Hace algún tiempo, en una de esas mañanas parisinas extraviadas entre el frío y la lluvia, un impertinente manuscrito llegó ante una enorme puerta de madera. Aquel jovencito alemán, autor de esas breves notas, contaba con —apenas— 26 años y había dejado, como «quien no quiere la cosa», introduciendo algunas exquisiteces que, al parecer, hasta ahora podrían iluminar algunas de nuestras más profundas obscuridades.

Así se nos revelaba, entonces, la noción de trabajo «alienado o enajenado». Irrumpía sin miedo la idea de que el trabajo, ciertamente, se realizaba para un (alien) otro, para un ajeno. Es decir, se trabajaba, al fin, para que otro se llevase el valor del esfuerzo. Nos proponía, aquel jovencito, que el trabajador construía con sus manos un valor que, luego, le era despojado, pues solo recibía una pequeña parte de lo que creaba. ¡Vaya insolencia!

De esta fisura, goteaban dos tipos de seres humanos: los que, por un lado, trabajaban bajo la obligación de la implacable sobrevivencia y, por otro, aquellos que lo hacían para su propia posibilidad de realización. La mayoría termina, sin culpa, extraviándose por camino primero —decía—.

En verdad, el trabajo «alienado o enajenado» —sostenía— descansa sobre cuatro abandonos. Quizás el más alucinante, el último: el extravío de lo humano con su ser (esencial), pues lejos de lo que se esperaría fuese el trabajo, como el medio posibilitador y grandioso para la realización humana, ocurría —en verdad— lo contrario.

Lamentablemente —decía ese jovencito— donde deberíamos percibirnos más humanos, más dichosos, que es en el trabajo, nos sentimos como animales. Y solo nos reconocemos humanos en las funciones más elementales, más básicas de la existencia: el comer, el beber o el dormir. Es decir, al final, únicamente nos sentimos humanos cuando somos (más) animales.      

¿Tendría sentido, esta inusitada sospecha, a la hora de comprender una parte o la totalidad de nuestros vacíos? ¿Se podría desbaratar lo que habita entre la irreverente encrucijada de los lunes de agonía y la algarabía de los viernes?

Los treces de todos los eneros, por cierto, la humanidad remuerde el vértigo de sus abismos, pues recuerda su permanente batalla contra la depresión que, desde cada pulsión, se libra todos los días.
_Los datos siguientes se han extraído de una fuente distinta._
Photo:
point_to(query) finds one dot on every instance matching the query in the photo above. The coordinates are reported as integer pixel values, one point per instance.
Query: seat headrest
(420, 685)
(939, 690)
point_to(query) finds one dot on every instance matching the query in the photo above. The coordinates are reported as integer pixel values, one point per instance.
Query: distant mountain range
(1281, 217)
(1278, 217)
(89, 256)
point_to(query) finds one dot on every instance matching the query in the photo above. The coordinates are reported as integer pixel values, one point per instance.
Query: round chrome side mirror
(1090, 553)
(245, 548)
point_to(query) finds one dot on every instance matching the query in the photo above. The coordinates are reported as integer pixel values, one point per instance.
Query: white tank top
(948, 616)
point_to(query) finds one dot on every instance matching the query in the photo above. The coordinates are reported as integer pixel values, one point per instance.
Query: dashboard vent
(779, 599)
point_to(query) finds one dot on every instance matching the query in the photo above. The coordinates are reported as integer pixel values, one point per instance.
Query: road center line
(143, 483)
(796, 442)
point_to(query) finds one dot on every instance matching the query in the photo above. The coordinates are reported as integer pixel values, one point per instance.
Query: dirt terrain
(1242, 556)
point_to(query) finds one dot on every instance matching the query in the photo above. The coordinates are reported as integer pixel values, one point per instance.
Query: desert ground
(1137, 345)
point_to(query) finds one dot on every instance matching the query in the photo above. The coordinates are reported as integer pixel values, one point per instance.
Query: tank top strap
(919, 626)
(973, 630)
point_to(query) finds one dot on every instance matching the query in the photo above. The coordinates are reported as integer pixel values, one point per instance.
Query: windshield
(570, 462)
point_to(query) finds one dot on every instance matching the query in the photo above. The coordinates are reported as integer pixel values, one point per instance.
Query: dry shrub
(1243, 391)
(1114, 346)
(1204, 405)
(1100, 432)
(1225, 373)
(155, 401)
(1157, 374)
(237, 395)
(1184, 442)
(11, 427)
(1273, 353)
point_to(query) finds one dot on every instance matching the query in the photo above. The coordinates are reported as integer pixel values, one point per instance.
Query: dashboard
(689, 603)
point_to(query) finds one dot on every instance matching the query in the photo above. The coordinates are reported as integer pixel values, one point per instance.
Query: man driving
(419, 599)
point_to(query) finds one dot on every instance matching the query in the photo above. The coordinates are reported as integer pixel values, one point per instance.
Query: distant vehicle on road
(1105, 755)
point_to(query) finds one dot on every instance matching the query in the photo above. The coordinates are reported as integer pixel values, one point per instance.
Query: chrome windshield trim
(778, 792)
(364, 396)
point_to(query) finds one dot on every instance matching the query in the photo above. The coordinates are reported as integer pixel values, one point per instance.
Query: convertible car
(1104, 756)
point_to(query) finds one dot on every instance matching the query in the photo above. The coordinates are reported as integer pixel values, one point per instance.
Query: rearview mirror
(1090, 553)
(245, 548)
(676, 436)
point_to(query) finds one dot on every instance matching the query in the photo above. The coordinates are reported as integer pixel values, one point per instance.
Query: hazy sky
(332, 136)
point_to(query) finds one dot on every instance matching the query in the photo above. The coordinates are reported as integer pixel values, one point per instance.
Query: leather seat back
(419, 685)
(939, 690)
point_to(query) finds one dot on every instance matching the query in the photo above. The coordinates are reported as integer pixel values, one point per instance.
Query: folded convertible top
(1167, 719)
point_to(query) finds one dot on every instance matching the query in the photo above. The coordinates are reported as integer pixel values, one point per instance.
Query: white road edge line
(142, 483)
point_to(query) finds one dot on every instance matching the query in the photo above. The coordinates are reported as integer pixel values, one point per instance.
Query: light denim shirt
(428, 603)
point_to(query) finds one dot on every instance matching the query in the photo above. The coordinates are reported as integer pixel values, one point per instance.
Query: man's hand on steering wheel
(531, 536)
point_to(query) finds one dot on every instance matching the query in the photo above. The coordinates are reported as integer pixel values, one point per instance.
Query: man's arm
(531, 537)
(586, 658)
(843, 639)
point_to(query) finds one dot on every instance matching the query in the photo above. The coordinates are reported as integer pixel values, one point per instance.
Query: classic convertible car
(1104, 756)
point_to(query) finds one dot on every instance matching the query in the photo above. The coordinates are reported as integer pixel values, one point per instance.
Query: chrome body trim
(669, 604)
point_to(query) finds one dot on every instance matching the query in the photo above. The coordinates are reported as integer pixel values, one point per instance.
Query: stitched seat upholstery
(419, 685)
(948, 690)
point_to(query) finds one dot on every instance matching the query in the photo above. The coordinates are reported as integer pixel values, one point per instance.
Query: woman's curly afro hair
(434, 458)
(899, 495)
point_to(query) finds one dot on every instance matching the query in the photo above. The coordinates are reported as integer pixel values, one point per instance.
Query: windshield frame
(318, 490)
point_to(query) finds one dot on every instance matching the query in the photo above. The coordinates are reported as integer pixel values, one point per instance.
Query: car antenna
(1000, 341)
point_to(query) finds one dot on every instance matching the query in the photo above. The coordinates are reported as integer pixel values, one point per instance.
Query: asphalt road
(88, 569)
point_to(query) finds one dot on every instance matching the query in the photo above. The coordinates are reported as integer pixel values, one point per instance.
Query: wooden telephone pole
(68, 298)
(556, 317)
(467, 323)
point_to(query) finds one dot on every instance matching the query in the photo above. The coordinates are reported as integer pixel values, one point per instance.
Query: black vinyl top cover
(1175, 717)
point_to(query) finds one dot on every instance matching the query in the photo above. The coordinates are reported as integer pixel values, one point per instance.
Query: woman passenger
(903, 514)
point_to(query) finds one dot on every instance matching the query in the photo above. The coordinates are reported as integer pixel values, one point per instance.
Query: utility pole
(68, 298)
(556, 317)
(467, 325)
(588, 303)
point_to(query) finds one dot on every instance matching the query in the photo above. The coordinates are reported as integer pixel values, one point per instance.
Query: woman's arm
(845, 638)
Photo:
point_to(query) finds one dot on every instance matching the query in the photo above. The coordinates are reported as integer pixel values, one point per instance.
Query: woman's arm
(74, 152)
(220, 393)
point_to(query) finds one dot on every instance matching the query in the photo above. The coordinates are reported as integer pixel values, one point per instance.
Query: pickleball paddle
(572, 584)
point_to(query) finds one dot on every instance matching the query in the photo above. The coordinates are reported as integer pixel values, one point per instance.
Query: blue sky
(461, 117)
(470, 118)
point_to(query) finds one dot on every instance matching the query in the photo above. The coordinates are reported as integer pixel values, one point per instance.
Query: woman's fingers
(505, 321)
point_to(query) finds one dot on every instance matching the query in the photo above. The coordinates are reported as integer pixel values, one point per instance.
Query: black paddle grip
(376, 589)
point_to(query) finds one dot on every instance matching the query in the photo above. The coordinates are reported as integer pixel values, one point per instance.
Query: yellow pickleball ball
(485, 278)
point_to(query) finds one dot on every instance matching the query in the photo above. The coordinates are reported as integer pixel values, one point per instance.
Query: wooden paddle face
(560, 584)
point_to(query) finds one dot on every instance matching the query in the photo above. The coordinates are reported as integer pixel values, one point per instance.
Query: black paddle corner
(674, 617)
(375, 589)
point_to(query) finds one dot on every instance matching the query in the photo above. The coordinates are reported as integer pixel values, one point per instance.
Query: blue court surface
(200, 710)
Tal vez, y solo tal vez, habría que darle —por tanto— un par de minutos a ese friolento jovencito que, desde la más feroz crítica, aquella tarde nos regaló su interpretación de una sociedad profundamente lesionada, construida bajo la sombra del capitalismo.    

Buena suerte en cada una de nuestras batallas, entonces.  

Texto referido: Los Cuadernos de París (1844) de Carlos Marx.